Clinical trial results show that Glivec helps 90% of patients with myeloid leukaemia survive for five years or more. In the UK the National Institute of Clinical Excellence (NICE) only wanted to approve its use for patients with advanced myeloid leukaemia. Patients with gastrointestinal stromal tumours also seem to benefit from Glivec.
Having a patient on Glivec costs the UK National Health Service (NHS) about Ј14,000 per year ($26,000). In the UK the state pays for medical treatment. There are 600 patients with Chronic Myeloid Leukaemia (CML) in the UK.
In 2002, NICE advised only giving Glivec to some CML patients. After lots of lobbying, NICE increased the number of people who could receive it.
Myeloid leukaemia is a form of blood cancer, there is a defect in the production of white blood cells in the bone marrow. Glivec attacks molecules that cause the cancer while leaving other healthy cells intact. Unlike chemotherapy, which has unpleasant side-effects, Glivec doesn’t.

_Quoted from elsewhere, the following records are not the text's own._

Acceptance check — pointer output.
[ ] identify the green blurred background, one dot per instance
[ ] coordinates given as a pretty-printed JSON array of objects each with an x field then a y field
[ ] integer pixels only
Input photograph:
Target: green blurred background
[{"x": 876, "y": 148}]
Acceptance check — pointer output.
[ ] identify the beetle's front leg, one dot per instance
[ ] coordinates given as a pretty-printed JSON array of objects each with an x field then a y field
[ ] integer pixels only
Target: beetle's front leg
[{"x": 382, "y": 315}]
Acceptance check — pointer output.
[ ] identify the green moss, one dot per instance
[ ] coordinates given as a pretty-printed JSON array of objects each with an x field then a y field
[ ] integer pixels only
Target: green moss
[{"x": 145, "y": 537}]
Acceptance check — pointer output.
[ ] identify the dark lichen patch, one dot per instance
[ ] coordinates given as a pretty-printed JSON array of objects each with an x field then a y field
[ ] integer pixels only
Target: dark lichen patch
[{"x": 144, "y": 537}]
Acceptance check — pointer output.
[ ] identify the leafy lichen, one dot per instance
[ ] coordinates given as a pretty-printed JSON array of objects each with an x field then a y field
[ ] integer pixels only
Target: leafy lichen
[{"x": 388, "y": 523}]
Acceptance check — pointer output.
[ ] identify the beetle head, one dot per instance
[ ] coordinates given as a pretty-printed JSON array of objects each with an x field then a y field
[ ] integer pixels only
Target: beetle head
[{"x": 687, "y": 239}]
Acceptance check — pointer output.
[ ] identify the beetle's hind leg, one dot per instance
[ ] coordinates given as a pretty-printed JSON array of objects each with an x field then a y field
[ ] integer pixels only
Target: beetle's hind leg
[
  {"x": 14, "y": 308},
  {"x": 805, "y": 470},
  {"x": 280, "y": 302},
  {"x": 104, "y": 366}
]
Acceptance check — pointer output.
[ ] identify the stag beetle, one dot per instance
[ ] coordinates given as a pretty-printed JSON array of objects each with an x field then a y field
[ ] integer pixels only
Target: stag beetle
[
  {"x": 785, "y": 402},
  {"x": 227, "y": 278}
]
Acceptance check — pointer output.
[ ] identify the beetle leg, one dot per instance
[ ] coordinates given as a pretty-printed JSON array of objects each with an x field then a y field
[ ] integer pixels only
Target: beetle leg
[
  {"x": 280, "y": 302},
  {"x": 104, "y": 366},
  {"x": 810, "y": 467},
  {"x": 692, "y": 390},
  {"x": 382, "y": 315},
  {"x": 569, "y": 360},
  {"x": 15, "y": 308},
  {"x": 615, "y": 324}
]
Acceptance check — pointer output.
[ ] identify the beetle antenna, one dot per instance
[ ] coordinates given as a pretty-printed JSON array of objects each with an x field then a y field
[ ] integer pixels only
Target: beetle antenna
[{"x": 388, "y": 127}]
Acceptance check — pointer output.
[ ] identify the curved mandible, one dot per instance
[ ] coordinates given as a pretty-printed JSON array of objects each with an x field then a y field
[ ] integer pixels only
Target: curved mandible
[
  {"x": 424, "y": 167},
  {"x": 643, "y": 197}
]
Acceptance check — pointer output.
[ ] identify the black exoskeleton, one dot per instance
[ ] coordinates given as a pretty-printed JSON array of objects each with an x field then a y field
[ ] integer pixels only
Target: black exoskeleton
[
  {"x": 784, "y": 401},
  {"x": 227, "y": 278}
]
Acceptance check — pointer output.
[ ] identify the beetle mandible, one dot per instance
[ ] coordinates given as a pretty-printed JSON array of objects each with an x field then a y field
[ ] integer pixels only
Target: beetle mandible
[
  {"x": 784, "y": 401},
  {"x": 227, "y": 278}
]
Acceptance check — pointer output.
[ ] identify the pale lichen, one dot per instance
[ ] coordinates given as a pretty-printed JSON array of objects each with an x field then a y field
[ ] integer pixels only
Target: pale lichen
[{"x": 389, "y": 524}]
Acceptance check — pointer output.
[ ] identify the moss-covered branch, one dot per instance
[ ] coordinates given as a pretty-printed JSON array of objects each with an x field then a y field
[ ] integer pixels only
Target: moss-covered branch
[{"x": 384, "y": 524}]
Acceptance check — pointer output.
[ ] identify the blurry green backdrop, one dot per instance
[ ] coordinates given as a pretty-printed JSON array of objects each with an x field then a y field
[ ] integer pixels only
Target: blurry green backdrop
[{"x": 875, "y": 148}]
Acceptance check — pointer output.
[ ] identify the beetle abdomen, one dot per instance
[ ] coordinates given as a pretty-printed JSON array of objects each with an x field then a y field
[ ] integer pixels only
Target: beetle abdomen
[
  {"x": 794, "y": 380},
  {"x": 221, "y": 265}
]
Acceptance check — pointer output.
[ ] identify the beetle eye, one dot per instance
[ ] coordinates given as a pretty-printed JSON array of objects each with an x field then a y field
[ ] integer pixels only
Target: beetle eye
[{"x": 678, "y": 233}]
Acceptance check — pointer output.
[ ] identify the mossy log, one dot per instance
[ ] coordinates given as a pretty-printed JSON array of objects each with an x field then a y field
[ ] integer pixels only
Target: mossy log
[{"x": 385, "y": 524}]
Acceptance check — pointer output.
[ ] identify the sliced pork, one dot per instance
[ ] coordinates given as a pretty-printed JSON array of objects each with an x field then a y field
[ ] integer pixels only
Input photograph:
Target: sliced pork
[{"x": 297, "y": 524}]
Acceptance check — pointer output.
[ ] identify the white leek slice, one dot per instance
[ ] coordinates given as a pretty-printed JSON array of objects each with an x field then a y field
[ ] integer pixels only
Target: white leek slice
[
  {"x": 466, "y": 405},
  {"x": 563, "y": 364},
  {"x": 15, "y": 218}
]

A recent clinical trial, called IRIS, funded by Glivec makers Novartis, found that 93% of newly diagnosed ML (myeloid leukaemia) patients taking Glivec did not then go on to develop more advanced stages of the cancer. 83% of all patients on the trial survived for five years with no evidence that their disease had progressed. Just 4.6% of the trial participants died as a result of ML progression. In the first year of treatment 69% of patients responded well to treatment, on the fifth year 87% responded well.
Without Glivec, ML advances from within 4 to 6 years. Prognosis is not good.
Patients with advanced GISTs (Gastrointestinal Stromal Tumours) would normally expect to survive about 15 months with chemotherapy treatment. With Glivec treatment they survived an average of 58 months.